Anyway, I"ll leave this open and continue to think on it. Realistically it could be some time before I actually think about it more deeply! FYI

library(gtsummary)
packageVersion("gtsummary")
#> [1] '1.6.1'

tbl <-
  trial %>%
  tbl_summary(by = trt) 

tbl %>%
  # only keep rows for age and grade
  modify_table_body(
    ~.x %>% dplyr::filter(variable %in% c("age", "grade"))
  ) %>%
  as_kable() # convert to kable to display in GH
Characteristic Drug A, N = 98 Drug B, N = 102
Age 46 (37, 59) 48 (39, 56)
Unknown 7 4
Grade
I 35 (36%) 33 (32%)
II 32 (33%) 36 (35%)
III 31 (32%) 33 (32%)
# now export as a function
tbl_filter <- function(x, expr) {
  x %>%
    modify_table_body(
      ~.x %>% dplyr::filter({{ expr }})
    )
}

tbl %>%
  tbl_filter(variable %in% c("age", "grade")) %>%
  as_kable() # convert to kable to display in GH
Characteristic Drug A, N = 98 Drug B, N = 102
Age 46 (37, 59) 48 (39, 56)
Unknown 7 4
Grade
I 35 (36%) 33 (32%)
II 32 (33%) 36 (35%)
III 31 (32%) 33 (32%)

Created on 2022-07-13 by the reprex package (v2.0.1)

ddsjoberg commented 2 years ago

PS @dereksonderegger if you're in the regulatory space, stay tuned for a gtsummary-based pkg for adverse event reporting. It'll be presented at the R/Medicine conference in Aug (which is super inexpensive to join--between $10 and $50 depending on your role).

dereksonderegger commented 2 years ago

All of your concerns make sense and I really appreciate your thoughtfulness.

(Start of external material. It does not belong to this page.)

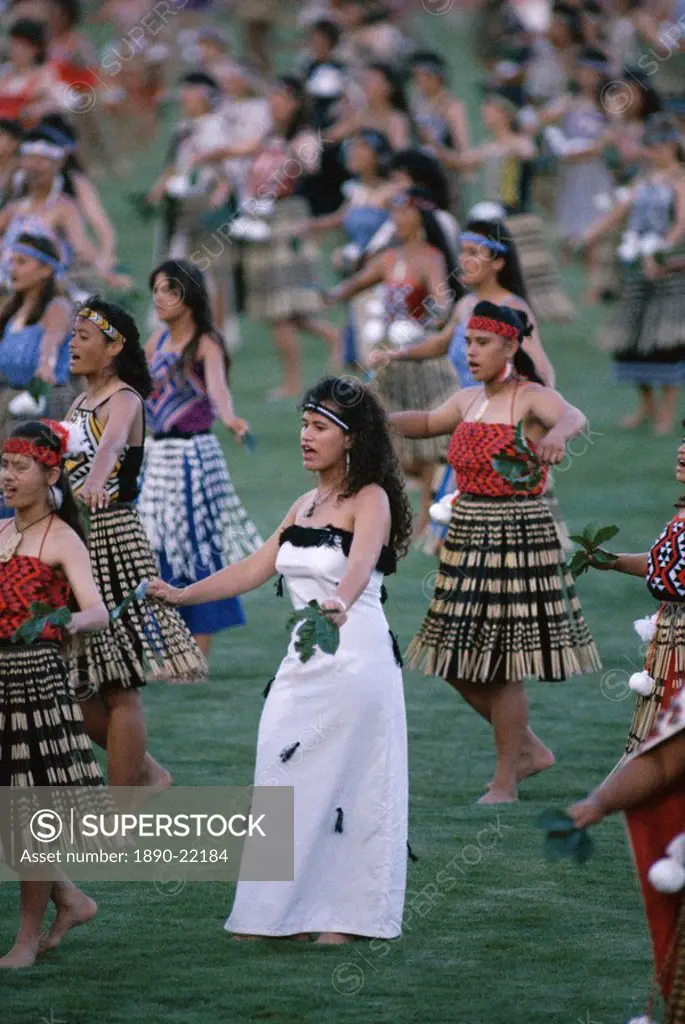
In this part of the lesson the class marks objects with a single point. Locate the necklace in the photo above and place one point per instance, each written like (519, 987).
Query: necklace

The approach of using modify_table_body() is quite elegant/simple, but requires the user to know a bit about how gtsummary stores the information internally and that it is the right function to use for something like that. Ultimately that can be addressed through documentation, but my expectation is that this is the type of action needed by folks that aren't necessarily experts with gtsummary() and a user-friendly version might be nice.

Thanks for the heads up about the gtsummary based package for adverse events. That is one aspect of the reports I have to generate and have been toying with infrastructure to automate that using gtsummary. I'll wait to see what is already being built.

ddsjoberg commented 2 years ago

FYI @dereksonderegger i migrated this issue to bstfun, which serves somewhat as a sandbox for some gtsummary features.

ddsjoberg commented 2 years ago

@dereksonderegger what do you think of something like this? Removes all rows associated with the grade variable from the table. You can specify multiple variables and uses tidyselect

library(gtsummary)

trial %>%
  tbl_summary(include = c(age, grade)) %>%
  # remove all rows for grade
  remove_row_type(variable = grade, type = "all") %>%
  as_kable()
Characteristic N = 200
Age 47 (38, 57)
Unknown 11

Created on 2022-07-19 by the reprex package (v2.0.1)

dereksonderegger commented 2 years ago

This is probably the cleanest way to do it and has minimal impact on the existing code base. Nice! Thanks for thinking about this!